Monday, August 2, 2010

Our stuff has landed

The container holding our furniture was taken off a ship on Thursday last week, cleared customs on Friday, was driven down Chennai roads in the dead of night (the only time a 40 foot container can use the roads), and unloaded at our house on Saturday. I woke up at 6:00 AM and made us walk down to see the truck. We thought it might be at the end of our lane but they had to park it on the main road. We walked down and practically jumped up and down and hugged each other when we saw it.
The movers had to unload from this big truck to a smaller truck to get it to our house. No damage except a few broken glasses, some missing underwear and soap, and a puncture in the air bladder on my side of our Sleep Number bed. But Mr R got a new piece ordered to be shipped ASAP and we've lined up a co-worker who kindly agreed to bring it from the US next weekend. As I told Mom, I've shifted into shameless mode and have asked everyone who has visited from work to bring me at least one thing since I got here. And I will continue to do it.

Speaking of which, a co-worker arrived today with our TV signal converter (cross your fingers that it works), ant traps (don't get me started), and Crystal Lite packs (desperate man's substitute for diet pop, since the only diet you can get here is plain Diet Coke). Plus a huge bag of peanut M&M's that likely will not see the weekend.

Here's the part where I start to wonder if being in India is already changing me: we have *a lot* of stuff. Here's a photo of some of it before we started unpacking.

Mind you, when the packers wrap everything in layers and layers of paper then stuff it in boxes with more paper it takes up more space. But I was washing all our dishes as I unpacked them (did they fumigate the container? I don't want to take chances) and we have *a lot* of dishes. There are only two of us. But I think we have 16 cereal bowls. And that's just in our regular set. We also have lots of forks and spoons, utensils I'm pretty sure I only used once, and pitchers that haven't seen the light of day until they were moved to India. As I was washing all these things by hand I realized a big reason for this quantity is that, with just the two of us and a big dishwasher, we needed to be able to eat two dishes at a time for a week until we filled the dishwasher. But as I was washing the dishes by hand I was enjoying the time to slow down and look at each piece (and wash off the dried on gunk left on from the last trip through the diswasher) and watch dragonflies out the window, and I wonder if I could live without a dishwasher when I return home.
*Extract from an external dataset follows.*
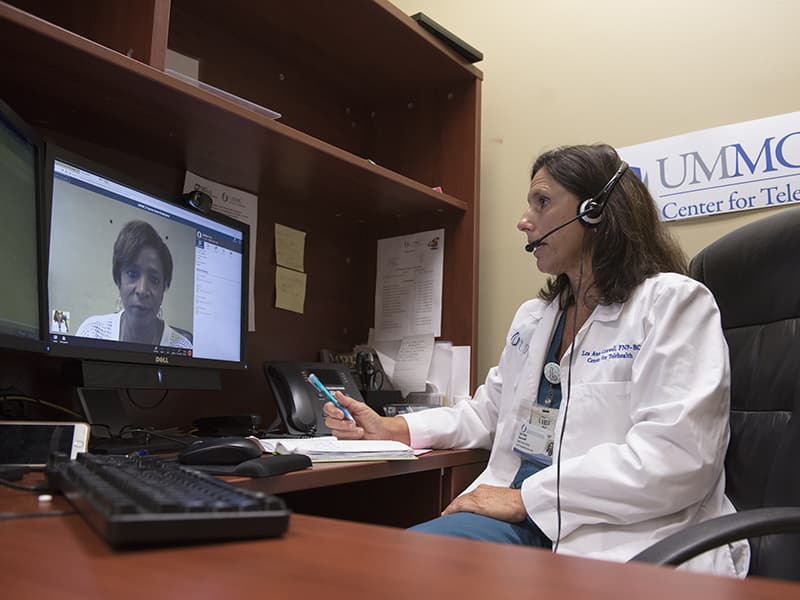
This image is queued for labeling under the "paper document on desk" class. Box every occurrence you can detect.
[274,438,417,462]
[250,436,336,453]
We've lived for so many weeks with the clothes in our suitcases and a few towels and dishes that it was shocking to see all the stuff we packed. And I wonder what I was thinking with some of the stuff we packed. Comforters? No way can we use them, not even the light summer one. My Snuggie? I loved it in Michigan (don't laugh) but there is no way I can use something that heavy here.

On the other hand, I was delighted to see some of the supplies we bought which we can't get or are really expensive here. Shampoo, cereal, pretzels, toilet paper.

One more observation. I always wanted to be the sort of person who has nice matched sets and doesn't keep mismatched pieces. But I'm not. And on Saturday I realized why. How could I not keep the bowls the girls brought from Disney World for us? The plate I stole from a cafe in Rome when the waiter was really snotty to Mom and me? The 3 champagne glasses I got as a gift but the 4th one broke? The Pokemon jelly jar glasses we collected because we thought they were funny and the Curious George Mr R's mom sent us from across the country?

No, wait, one more observation about having stuff. You know how you get a huge bottle of Suave shampoo for a dollar and you pour too much into your hand but you don't really care? Or how you put a huge gob of toothpaste on your toothbrush and most of it falls into the sink but it doesn't matter? When you pay a bunch of money for a tiny bottle of conditioner, or you have to make your toothpaste (or Coment or Pine Sol) last as long as you possibly can (since you only have what you carried) you get a lot less cavalier about how you use it. Every drop is precious. Maybe we would waste less if everything came in smaller packages. Maybe Costco isn't really doing us the favor we thought it was by letting us to shopping so infrequently.

So on the one hand we have too much stuff. But on the other hand I'm really really glad it's here!